Peta groaned. “Why, why did you have to tell him?”
“Because I can’t lie, not to either of them,” I said. “I may be a lot of things, but a liar is not on the list.”
“Fine, but you deal with this little love triangle when we have your father home, and things are settled enough for you to see clearly.” She turned, and stalked up the beach, her long tail twitching like mad.
“I can wait, Lark. For as long as it takes for you to realize I am the one you need.” Cactus grinned at me, and I couldn’t help but smile back.
“So sure of yourself?”
“Lust is not the same thing as love. I don’t care that you bedded him. It doesn’t mean you love him.” He walked ahead of me and I couldn’t help but stare. He and Ash were not so different in height. But the muscle on Ash was thicker from years of fighting and training with weapons. Cactus was leaner, like some of our Runners who took messages.
Neither was weak, but they offset one another. As though one called to my dark side and the other to the side of me that believed fairy tales always ended with a happily ever after.
I frowned as I followed Cactus and Peta, and my thoughts bounced between my situation with the two men, and the situation with my father. I’d almost rather deal with Cassava and my father than decide between Ash and Cactus. My heart had been broken too many times with loss and betrayal to lose another person I loved.
And that was the crux of it: I loved them both in ways I never thought possible. In ways I’d never experienced, not with Coal. My heart stuttered ever so slightly and I gave a silent prayer for his soul. That he would find peace on the other side of the Veil in the arms of the mother goddess. That he would forgive me for not loving him the way he wanted me to. The way I loved Ash and Cactus.
“Keep your eyes open, and tread softly. He didn’t get the name The Bastard for nothing,” Peta said. “We’re close to the glade he uses as his launch pad.”
Around us the trees and brush had grown thick, and the sounds of the ocean had faded to nothing. In all my musings, I hadn’t realized how far we’d come. I looked behind us, and could see nothing but green. No ocean. In fact, we were surrounded by foliage so thick I couldn’t even see the sky. “You get us lost, cat?”
She shook her head. “Of course not. But there are no paths to The Bastard. Would you make one?”
I nodded and did as she asked, tapping into the earth. The power ran up my arms, warm and inviting. A touch of the mother goddess, like a caress of my own mother nearly remembered. The plants ahead of us bent outward, opening a path. I put a hand on Peta’s head. The power of the earth ran through me and into her like a fast-flowing river and she trembled. “I can feel your power under my fur. How is that?”
“I don’t know.” I stepped forward and she moved with me in perfect tandem. A thought occurred to me and I ran with it. I released the earth and the plants closed around us again. “Try, Peta. Ask them to bend for you.”
“Ridiculous. Familiars do not have the power of their charges,” she said, but her words held no real heat.

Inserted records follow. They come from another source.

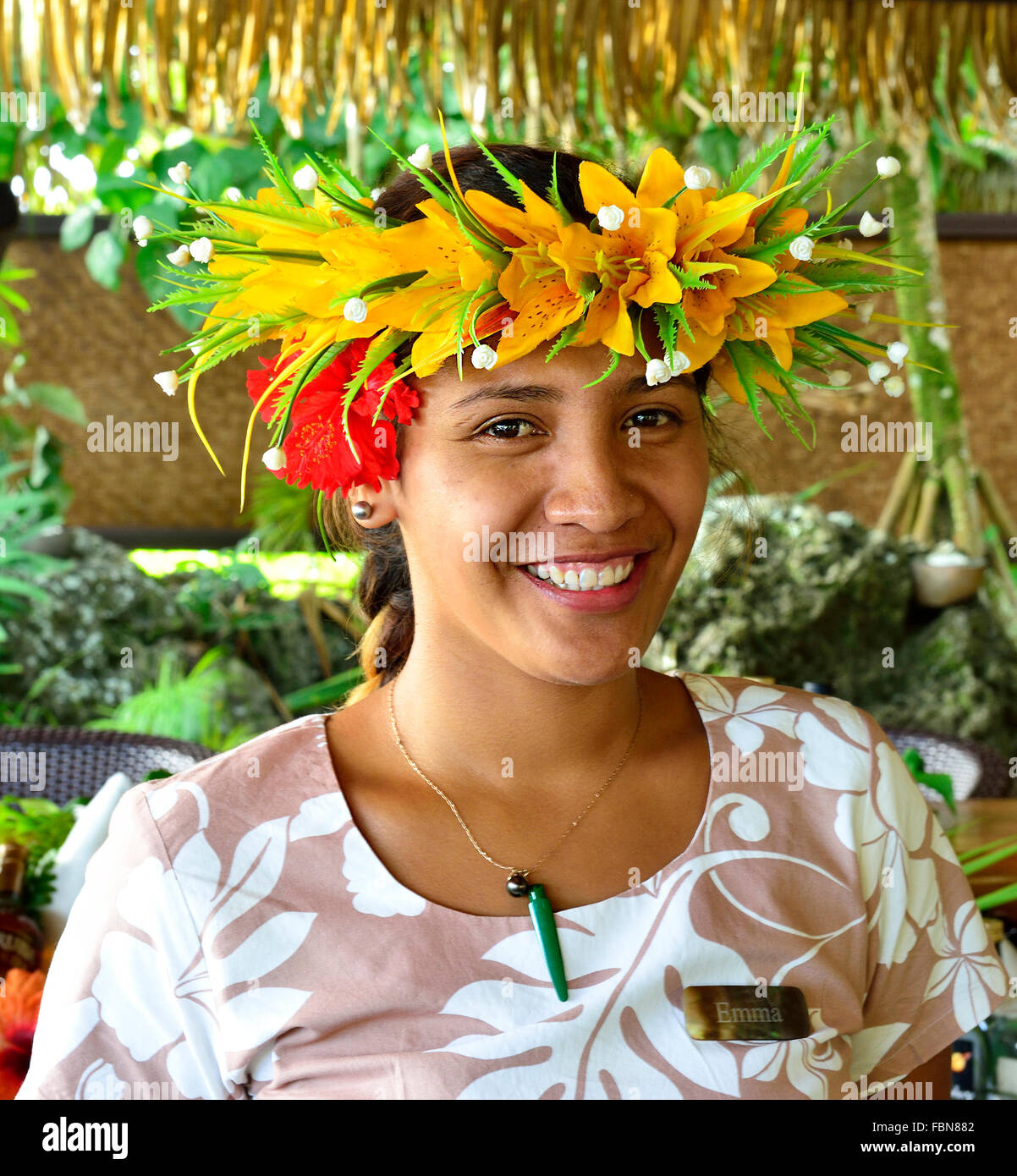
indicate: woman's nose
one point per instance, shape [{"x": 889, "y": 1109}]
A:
[{"x": 591, "y": 483}]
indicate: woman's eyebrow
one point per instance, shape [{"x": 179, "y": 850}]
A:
[{"x": 527, "y": 392}]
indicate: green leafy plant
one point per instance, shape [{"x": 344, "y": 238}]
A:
[
  {"x": 184, "y": 706},
  {"x": 19, "y": 522},
  {"x": 24, "y": 439},
  {"x": 41, "y": 827},
  {"x": 983, "y": 856},
  {"x": 280, "y": 515}
]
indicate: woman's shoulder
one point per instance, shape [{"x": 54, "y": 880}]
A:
[
  {"x": 836, "y": 741},
  {"x": 732, "y": 695},
  {"x": 271, "y": 784}
]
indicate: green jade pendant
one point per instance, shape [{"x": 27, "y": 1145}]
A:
[{"x": 543, "y": 921}]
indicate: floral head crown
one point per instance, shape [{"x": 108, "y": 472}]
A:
[{"x": 723, "y": 277}]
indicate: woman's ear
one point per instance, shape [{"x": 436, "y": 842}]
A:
[{"x": 371, "y": 508}]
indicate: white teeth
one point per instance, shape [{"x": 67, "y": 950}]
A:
[{"x": 587, "y": 580}]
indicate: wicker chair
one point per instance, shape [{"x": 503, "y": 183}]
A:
[
  {"x": 79, "y": 762},
  {"x": 977, "y": 771}
]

“Try anyway. Cactus won’t tattle if you can’t. Or if you can.”
“Your secrets are safe with me, kitten.”
She glared at him over her shoulder. “I’d rather you call me bad luck cat than that.”
Kitten. That was what Talan had called her. I made myself focus on the present. “Try, Peta. Try, because maybe there will come a day when you need this connection.” I paused, thinking of how the power felt when I’d touched her. “Run it through me. I think it will work.”
She let out a sigh, but under my hand I felt her eagerness. There was a tentative pull through me, but I didn’t reach for the earth’s power. Around us, the path opened again, the branches pulling back. Cactus stepped up close behind me. “Is that her or you?”
“It’s Peta. Apparently you were meant to be with a Terraling all along.” I smiled, not only because I was pleased but because of the way Peta felt.
She was ecstatic. “I’m really doing this?”
I nodded and urged her forward with my hand, then took it from her back. “Lead on.”
Her green eyes met mine and in the look so much was encompassed. Love, friendship, loyalty and sheer joy. Smiling, I waved at her and she stepped forward, the plants moving out of her way.
“You know this shouldn’t be able to happen,” Cactus said.
I shrugged. “Seems to be a recurring thing with me.”
Ahead of us, Peta dropped to her belly. The sound of voices floated in the night air to us. I lowered into a crouch as I took my spear from my belt and twisted it together. Cactus did the same and we moved forward with quiet steps, moving only the bushes we had to.